Bin lorry crash family hit back at law chief
SCOTLAND’s most senior law officer has been accused of ‘defending the indefensible’ in an increasingly bitter war of words over a BBC documentary about the Glasgow bin lorry tragedy.
Lord Advocate Frank Mulholland fired off a furious memo after watching the programme, claiming it contained allegations about Crown blunders based on ‘inaccuracies and innuendo’.
These included claims that one high-ranking civil servant called the lorry’s driver ‘fat and uneducated’ in a meeting with victims’ families and that senior Crown officials decided not to prosecute driver Harry Clarke before they found out he collapsed at the wheel of a bus in 2010.
Six people were killed when Mr Clarke fell unconscious while driving a council refuse truck in December last year.
In the BBC documentary Lies, Laws and the Bin Lorry Tragedy, several victims’ relatives made claims about their treatment by the Crown’s Scottish Fatalities Investigation Unit.
But Mr Mulholland circulated an angry internal memo expressing his ‘concern’ at some of the claims and insisting they were ‘simply not true’.

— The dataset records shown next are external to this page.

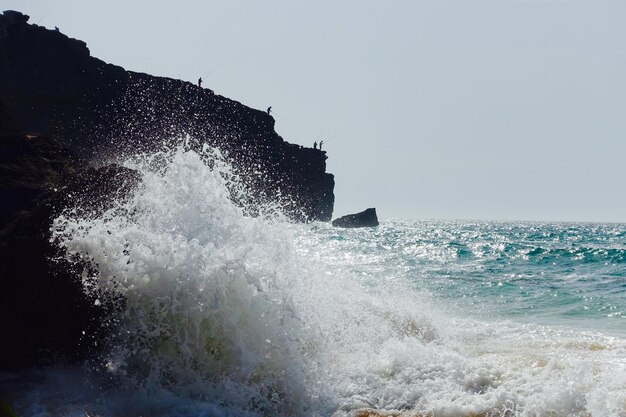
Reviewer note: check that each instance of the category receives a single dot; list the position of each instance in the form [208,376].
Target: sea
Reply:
[226,314]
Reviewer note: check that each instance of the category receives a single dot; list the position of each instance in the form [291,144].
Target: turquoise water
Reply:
[227,315]
[551,273]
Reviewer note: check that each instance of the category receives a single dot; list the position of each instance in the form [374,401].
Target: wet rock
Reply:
[365,218]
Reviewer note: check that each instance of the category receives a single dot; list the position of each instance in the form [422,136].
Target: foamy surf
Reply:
[227,315]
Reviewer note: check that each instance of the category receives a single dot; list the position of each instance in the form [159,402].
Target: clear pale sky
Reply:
[452,109]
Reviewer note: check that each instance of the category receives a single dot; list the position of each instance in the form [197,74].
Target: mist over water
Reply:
[220,314]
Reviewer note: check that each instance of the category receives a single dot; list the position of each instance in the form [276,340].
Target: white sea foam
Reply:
[230,315]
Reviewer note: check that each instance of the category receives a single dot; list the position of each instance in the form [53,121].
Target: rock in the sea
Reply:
[365,218]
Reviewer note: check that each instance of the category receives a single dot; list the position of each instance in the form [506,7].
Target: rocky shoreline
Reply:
[62,109]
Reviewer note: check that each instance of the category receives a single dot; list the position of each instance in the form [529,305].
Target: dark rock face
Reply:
[44,313]
[61,109]
[51,86]
[365,218]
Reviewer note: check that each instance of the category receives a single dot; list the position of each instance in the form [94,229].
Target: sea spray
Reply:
[224,314]
[206,308]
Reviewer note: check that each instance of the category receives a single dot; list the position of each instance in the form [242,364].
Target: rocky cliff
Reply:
[61,109]
[50,85]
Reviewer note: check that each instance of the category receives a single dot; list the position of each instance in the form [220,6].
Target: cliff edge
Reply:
[51,86]
[63,112]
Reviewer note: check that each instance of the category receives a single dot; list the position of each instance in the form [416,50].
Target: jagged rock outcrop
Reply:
[50,85]
[59,109]
[365,218]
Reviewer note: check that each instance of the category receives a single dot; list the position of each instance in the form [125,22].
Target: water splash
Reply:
[228,315]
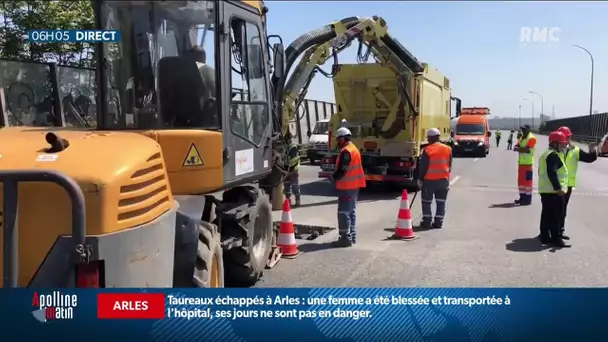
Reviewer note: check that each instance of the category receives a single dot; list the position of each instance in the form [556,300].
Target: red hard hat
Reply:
[564,129]
[557,137]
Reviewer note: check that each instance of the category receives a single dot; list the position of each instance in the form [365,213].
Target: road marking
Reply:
[379,251]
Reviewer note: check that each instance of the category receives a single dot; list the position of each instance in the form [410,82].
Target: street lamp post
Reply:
[542,106]
[520,115]
[592,73]
[532,102]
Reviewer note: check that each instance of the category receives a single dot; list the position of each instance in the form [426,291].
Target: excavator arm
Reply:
[317,46]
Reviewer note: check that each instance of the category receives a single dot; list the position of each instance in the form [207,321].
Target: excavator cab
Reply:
[163,193]
[175,72]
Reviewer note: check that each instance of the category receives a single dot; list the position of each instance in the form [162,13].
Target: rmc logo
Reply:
[539,36]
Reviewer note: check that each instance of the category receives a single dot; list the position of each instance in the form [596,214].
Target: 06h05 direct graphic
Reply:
[307,314]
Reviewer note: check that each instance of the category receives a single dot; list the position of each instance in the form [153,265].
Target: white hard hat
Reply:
[433,132]
[343,131]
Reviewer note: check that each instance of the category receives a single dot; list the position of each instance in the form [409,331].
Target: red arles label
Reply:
[130,306]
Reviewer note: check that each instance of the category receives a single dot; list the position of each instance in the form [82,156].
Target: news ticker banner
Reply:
[352,314]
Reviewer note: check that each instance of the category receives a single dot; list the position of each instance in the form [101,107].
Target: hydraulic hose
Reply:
[298,47]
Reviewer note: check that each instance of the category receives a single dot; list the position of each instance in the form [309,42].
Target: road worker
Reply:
[434,179]
[525,162]
[573,154]
[552,186]
[291,184]
[348,178]
[510,140]
[498,136]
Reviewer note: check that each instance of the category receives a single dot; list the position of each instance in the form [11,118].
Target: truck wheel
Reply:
[209,266]
[245,265]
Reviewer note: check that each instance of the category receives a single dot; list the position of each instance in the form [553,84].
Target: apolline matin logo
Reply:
[54,306]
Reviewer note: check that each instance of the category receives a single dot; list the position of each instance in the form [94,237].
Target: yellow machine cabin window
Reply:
[249,113]
[162,73]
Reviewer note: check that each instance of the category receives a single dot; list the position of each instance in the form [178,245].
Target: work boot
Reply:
[425,224]
[558,242]
[342,242]
[545,240]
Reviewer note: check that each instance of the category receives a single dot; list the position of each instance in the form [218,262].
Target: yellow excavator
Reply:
[171,188]
[388,105]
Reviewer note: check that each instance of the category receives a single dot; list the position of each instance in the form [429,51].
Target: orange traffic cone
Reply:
[404,229]
[287,236]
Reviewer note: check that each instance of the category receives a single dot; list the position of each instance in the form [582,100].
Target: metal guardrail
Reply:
[10,233]
[584,128]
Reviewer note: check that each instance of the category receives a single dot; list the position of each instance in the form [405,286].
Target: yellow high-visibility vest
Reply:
[544,183]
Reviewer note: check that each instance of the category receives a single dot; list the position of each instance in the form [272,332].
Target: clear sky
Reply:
[477,46]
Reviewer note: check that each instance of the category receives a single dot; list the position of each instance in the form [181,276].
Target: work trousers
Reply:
[291,184]
[566,201]
[551,216]
[438,190]
[347,205]
[524,184]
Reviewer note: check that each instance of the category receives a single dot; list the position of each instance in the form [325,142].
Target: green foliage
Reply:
[17,17]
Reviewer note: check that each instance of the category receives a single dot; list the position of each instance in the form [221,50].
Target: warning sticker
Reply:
[193,158]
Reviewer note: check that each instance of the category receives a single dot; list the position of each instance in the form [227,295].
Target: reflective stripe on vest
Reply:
[572,158]
[544,183]
[439,161]
[526,158]
[294,162]
[354,178]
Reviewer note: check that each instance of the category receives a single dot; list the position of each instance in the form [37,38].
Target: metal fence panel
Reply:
[586,127]
[307,115]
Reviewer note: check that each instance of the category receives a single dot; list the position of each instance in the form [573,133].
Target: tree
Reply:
[17,17]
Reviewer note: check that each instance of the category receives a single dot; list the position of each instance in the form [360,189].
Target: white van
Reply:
[317,141]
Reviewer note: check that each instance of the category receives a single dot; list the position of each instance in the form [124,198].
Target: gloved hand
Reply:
[593,147]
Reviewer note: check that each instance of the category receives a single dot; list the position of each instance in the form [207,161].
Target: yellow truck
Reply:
[388,115]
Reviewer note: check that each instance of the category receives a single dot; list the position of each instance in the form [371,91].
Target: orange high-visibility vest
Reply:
[439,161]
[354,178]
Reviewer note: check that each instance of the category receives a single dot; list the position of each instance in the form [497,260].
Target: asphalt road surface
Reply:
[485,242]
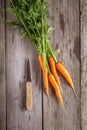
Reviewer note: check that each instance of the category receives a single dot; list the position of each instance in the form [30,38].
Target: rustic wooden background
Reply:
[70,35]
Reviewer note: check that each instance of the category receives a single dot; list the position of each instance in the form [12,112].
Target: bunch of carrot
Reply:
[51,76]
[31,18]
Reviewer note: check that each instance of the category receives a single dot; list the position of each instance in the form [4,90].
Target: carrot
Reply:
[53,69]
[45,79]
[61,68]
[40,58]
[56,88]
[45,74]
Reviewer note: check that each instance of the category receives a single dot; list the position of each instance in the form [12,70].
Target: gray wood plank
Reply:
[66,37]
[17,52]
[84,63]
[2,69]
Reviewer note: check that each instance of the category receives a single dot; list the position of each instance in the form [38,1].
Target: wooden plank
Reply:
[66,37]
[84,63]
[2,69]
[17,52]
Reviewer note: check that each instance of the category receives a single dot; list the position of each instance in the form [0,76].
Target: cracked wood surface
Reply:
[69,20]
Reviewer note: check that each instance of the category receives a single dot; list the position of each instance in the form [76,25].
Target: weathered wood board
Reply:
[66,37]
[69,20]
[2,68]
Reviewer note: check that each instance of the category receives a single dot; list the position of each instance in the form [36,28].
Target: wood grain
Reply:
[66,37]
[84,63]
[2,69]
[17,53]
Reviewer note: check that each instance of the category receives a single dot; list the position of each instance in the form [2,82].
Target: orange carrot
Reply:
[53,69]
[45,78]
[56,88]
[40,58]
[45,74]
[61,68]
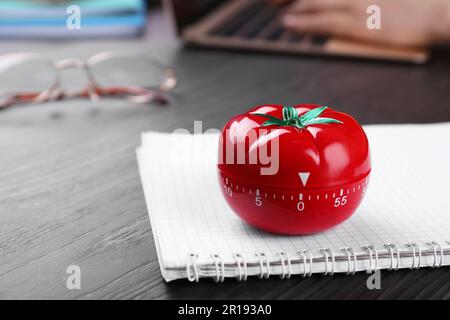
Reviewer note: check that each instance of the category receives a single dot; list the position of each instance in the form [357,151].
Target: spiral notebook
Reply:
[403,222]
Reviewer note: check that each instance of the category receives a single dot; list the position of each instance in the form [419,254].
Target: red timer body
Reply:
[293,170]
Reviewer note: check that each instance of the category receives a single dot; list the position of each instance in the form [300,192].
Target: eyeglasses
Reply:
[30,77]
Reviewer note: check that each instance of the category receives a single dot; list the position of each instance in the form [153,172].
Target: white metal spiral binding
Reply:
[434,245]
[285,265]
[413,246]
[241,264]
[263,260]
[349,252]
[391,247]
[373,255]
[434,249]
[220,271]
[191,263]
[303,253]
[328,252]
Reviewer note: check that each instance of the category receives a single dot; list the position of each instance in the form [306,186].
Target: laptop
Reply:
[255,25]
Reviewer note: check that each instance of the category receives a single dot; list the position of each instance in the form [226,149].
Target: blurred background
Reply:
[50,19]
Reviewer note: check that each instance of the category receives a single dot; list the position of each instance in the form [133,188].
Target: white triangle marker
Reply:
[304,176]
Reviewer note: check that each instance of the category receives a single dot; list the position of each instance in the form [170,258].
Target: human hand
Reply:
[403,22]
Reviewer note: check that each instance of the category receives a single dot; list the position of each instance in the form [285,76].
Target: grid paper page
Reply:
[407,201]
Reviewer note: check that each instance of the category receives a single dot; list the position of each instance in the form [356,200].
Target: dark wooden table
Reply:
[70,192]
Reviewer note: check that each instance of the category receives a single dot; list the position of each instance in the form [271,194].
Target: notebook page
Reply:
[407,201]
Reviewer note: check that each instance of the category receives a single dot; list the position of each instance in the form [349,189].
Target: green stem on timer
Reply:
[292,118]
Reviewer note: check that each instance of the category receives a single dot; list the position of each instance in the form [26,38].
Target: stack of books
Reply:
[71,19]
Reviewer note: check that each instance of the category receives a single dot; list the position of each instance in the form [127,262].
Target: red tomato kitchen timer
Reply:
[293,170]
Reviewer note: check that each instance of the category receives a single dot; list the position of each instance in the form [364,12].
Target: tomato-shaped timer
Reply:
[293,170]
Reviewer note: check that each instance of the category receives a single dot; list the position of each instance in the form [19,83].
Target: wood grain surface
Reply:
[70,191]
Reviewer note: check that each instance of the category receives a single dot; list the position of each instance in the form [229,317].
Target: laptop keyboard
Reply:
[260,20]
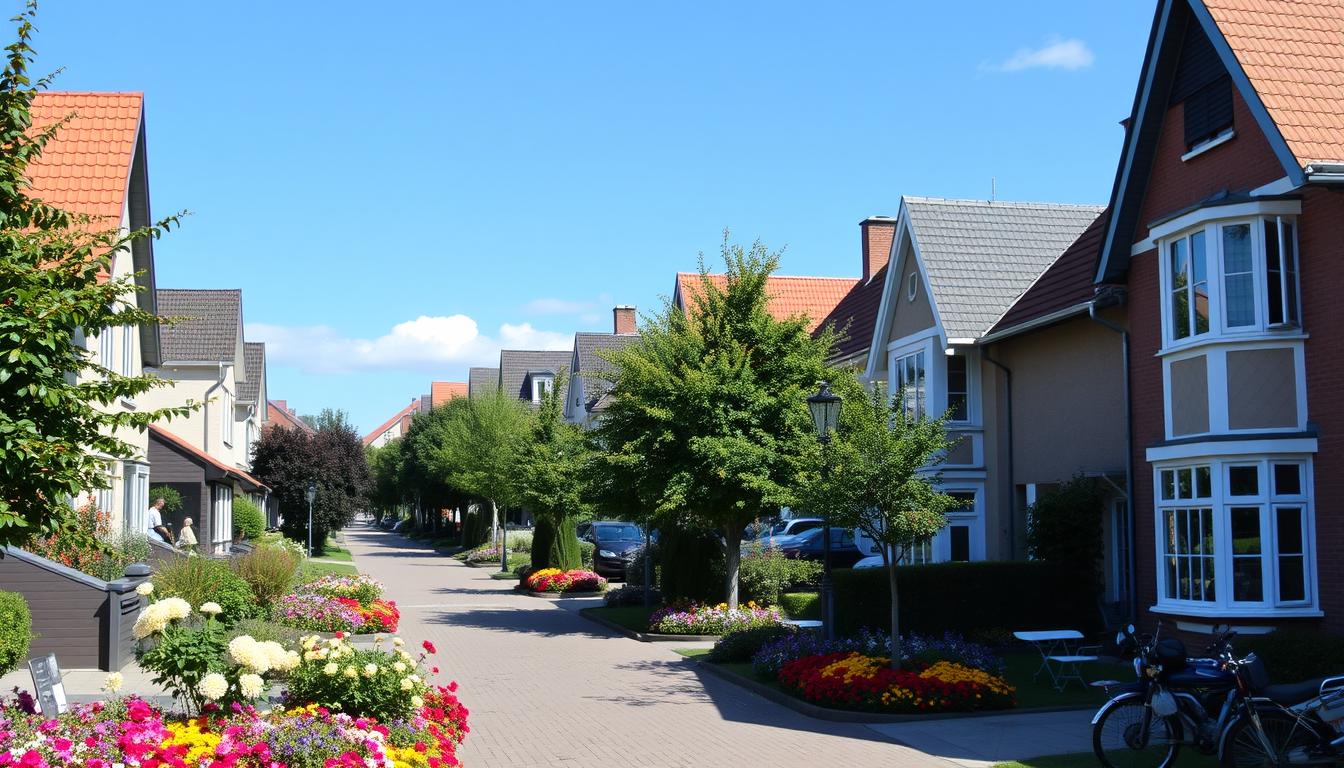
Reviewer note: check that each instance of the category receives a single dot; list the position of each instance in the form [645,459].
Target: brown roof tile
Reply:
[1293,54]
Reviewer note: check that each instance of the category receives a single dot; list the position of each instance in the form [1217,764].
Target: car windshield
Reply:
[617,531]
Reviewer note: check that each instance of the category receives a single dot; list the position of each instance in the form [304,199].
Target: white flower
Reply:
[252,686]
[213,686]
[113,682]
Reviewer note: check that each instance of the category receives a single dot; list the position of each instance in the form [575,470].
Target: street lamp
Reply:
[312,495]
[825,416]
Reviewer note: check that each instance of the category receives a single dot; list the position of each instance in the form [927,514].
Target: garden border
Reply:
[862,717]
[645,636]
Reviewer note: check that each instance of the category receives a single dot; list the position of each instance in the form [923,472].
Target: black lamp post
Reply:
[825,416]
[312,495]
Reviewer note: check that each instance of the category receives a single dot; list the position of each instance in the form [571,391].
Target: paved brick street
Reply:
[547,687]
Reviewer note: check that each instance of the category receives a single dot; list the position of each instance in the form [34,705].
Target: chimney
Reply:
[878,233]
[622,319]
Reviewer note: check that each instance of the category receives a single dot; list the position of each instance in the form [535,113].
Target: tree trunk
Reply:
[895,608]
[733,561]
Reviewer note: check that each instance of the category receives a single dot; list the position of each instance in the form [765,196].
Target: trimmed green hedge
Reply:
[15,631]
[981,600]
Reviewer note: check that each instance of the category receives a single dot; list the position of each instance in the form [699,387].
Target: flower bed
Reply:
[131,732]
[711,619]
[339,604]
[856,681]
[557,580]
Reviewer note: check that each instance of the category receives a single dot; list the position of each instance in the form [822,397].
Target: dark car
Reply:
[808,545]
[616,545]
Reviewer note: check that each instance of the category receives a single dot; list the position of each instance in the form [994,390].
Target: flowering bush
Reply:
[557,580]
[712,619]
[195,663]
[359,587]
[129,732]
[858,681]
[382,682]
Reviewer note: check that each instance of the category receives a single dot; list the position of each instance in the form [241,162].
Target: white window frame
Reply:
[1216,273]
[1221,502]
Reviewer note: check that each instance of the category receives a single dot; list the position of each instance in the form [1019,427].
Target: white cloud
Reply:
[1071,54]
[551,305]
[424,343]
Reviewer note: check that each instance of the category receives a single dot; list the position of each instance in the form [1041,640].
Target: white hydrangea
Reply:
[213,686]
[252,686]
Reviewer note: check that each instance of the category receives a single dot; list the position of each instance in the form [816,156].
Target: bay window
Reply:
[1230,277]
[1235,534]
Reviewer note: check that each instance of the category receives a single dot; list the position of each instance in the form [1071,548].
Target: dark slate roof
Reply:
[480,381]
[1067,283]
[855,318]
[593,367]
[208,324]
[254,363]
[980,256]
[515,366]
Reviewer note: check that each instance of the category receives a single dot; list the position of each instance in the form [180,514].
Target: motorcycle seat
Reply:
[1289,694]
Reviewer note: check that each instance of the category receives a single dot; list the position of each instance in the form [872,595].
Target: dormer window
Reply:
[1231,277]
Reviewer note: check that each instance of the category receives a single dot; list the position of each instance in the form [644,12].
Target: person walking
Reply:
[156,521]
[187,537]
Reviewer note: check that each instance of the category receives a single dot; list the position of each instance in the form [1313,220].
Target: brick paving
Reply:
[549,687]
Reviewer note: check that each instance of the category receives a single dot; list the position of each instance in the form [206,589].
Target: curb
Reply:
[645,636]
[860,717]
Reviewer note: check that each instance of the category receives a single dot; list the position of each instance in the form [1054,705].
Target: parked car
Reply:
[616,545]
[808,545]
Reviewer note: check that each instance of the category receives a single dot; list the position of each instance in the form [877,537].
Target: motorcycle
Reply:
[1175,701]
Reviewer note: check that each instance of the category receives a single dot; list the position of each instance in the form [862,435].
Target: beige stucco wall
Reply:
[1261,389]
[1067,398]
[1188,382]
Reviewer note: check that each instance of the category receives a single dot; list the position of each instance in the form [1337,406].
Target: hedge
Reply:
[15,631]
[981,600]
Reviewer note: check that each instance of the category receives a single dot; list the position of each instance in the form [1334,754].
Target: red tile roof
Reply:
[204,457]
[386,425]
[444,392]
[1293,54]
[855,318]
[815,297]
[86,167]
[1067,283]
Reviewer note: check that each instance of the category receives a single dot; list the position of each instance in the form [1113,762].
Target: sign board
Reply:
[46,678]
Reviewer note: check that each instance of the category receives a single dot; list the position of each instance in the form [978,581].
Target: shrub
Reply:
[965,597]
[200,580]
[249,521]
[15,631]
[766,573]
[1297,654]
[376,682]
[269,572]
[711,619]
[743,644]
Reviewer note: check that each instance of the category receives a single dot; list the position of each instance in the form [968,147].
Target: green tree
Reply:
[882,479]
[553,464]
[708,421]
[55,402]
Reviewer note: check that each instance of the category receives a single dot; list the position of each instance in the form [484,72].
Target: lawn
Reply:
[1186,759]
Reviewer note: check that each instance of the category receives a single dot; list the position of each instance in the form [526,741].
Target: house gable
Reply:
[1187,53]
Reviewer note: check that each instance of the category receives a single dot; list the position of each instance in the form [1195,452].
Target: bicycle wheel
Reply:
[1286,740]
[1118,737]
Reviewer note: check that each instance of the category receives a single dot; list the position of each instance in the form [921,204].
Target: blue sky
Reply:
[402,190]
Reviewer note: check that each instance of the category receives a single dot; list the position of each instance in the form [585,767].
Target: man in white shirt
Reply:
[156,522]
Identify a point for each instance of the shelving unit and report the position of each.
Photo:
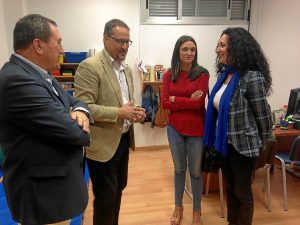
(154, 84)
(67, 81)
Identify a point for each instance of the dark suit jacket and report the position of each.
(43, 165)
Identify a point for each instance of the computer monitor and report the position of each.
(294, 102)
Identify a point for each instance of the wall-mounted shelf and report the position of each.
(154, 84)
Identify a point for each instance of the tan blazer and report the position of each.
(97, 85)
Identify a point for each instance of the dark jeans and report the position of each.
(108, 180)
(238, 170)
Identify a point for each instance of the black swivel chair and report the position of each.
(289, 161)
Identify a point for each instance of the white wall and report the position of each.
(274, 23)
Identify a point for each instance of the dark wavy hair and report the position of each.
(175, 62)
(245, 54)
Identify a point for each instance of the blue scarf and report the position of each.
(217, 136)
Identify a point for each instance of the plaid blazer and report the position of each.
(250, 117)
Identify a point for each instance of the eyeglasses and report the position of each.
(121, 41)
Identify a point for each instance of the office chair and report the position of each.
(221, 190)
(188, 188)
(265, 160)
(288, 161)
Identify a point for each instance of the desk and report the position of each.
(285, 138)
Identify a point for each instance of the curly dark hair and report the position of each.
(245, 54)
(175, 62)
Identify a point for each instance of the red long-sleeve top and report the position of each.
(186, 113)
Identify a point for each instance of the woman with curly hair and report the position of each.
(238, 119)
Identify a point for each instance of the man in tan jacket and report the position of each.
(105, 83)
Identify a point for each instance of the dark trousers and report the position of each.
(108, 180)
(238, 170)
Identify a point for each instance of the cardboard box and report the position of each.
(74, 57)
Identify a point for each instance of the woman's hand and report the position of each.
(197, 94)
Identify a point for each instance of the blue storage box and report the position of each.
(74, 57)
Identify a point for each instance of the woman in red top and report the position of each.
(185, 86)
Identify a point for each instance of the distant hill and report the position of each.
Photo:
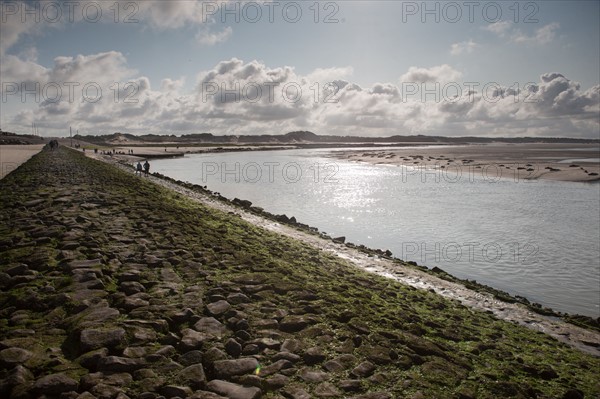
(306, 138)
(8, 138)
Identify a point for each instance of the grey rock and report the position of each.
(119, 364)
(192, 339)
(237, 298)
(277, 381)
(94, 338)
(363, 370)
(211, 326)
(296, 392)
(173, 391)
(193, 376)
(13, 356)
(294, 323)
(90, 360)
(191, 357)
(350, 385)
(55, 384)
(218, 308)
(229, 368)
(233, 348)
(326, 390)
(313, 356)
(313, 376)
(233, 391)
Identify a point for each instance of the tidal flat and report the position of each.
(113, 286)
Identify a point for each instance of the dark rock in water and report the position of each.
(55, 384)
(339, 240)
(233, 391)
(242, 203)
(282, 218)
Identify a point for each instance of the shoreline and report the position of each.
(481, 297)
(116, 286)
(518, 162)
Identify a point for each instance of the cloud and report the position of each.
(442, 73)
(249, 97)
(463, 47)
(208, 38)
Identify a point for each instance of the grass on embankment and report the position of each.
(420, 341)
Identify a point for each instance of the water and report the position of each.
(539, 239)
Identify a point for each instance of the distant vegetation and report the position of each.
(305, 137)
(302, 138)
(7, 138)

However, the memo was leaked and yesterday the son of one victim reacted bitterly to the Lord Advocate’s assertions, accusing him of attempting to cover up mistakes made by his team.
Adam Russell, whose mother, Jackie Morton, was among those who died, branded the comments ‘imprudent’ and ‘a distraction’ as families await the determination of a Fatal Accident Inquiry (FAI) into the tragedy.
In a statement issued through his lawyers, Mr Russell said the Crown’s ‘continued defence of an indefensible position only undermines public confidence in them’. Mr Russell said he was adamant that when the Morton family and members of their legal team met with the SFIU in March, the senior prosecutor present told them that Mr Clarke had fainted in April 2010 while at lunch.
A six-week FAI into the tragedy heard evidence that Mr Clarke had collapsed while behind the wheel of a stationary bus while working as a driver for First Bus.
Mr Russell said: ‘[The prosecutor] made no mention of the episode happening on a stationary bus. Either the Crown Office did not have the full information when they took the decision not to prosecute in February or we were misled.’
Last night, a Crown Office spokesman insisted it had ‘repeatedly explained in public that we had all the relevant evidence before the decision was taken not to prosecute the driver of the bin lorry’.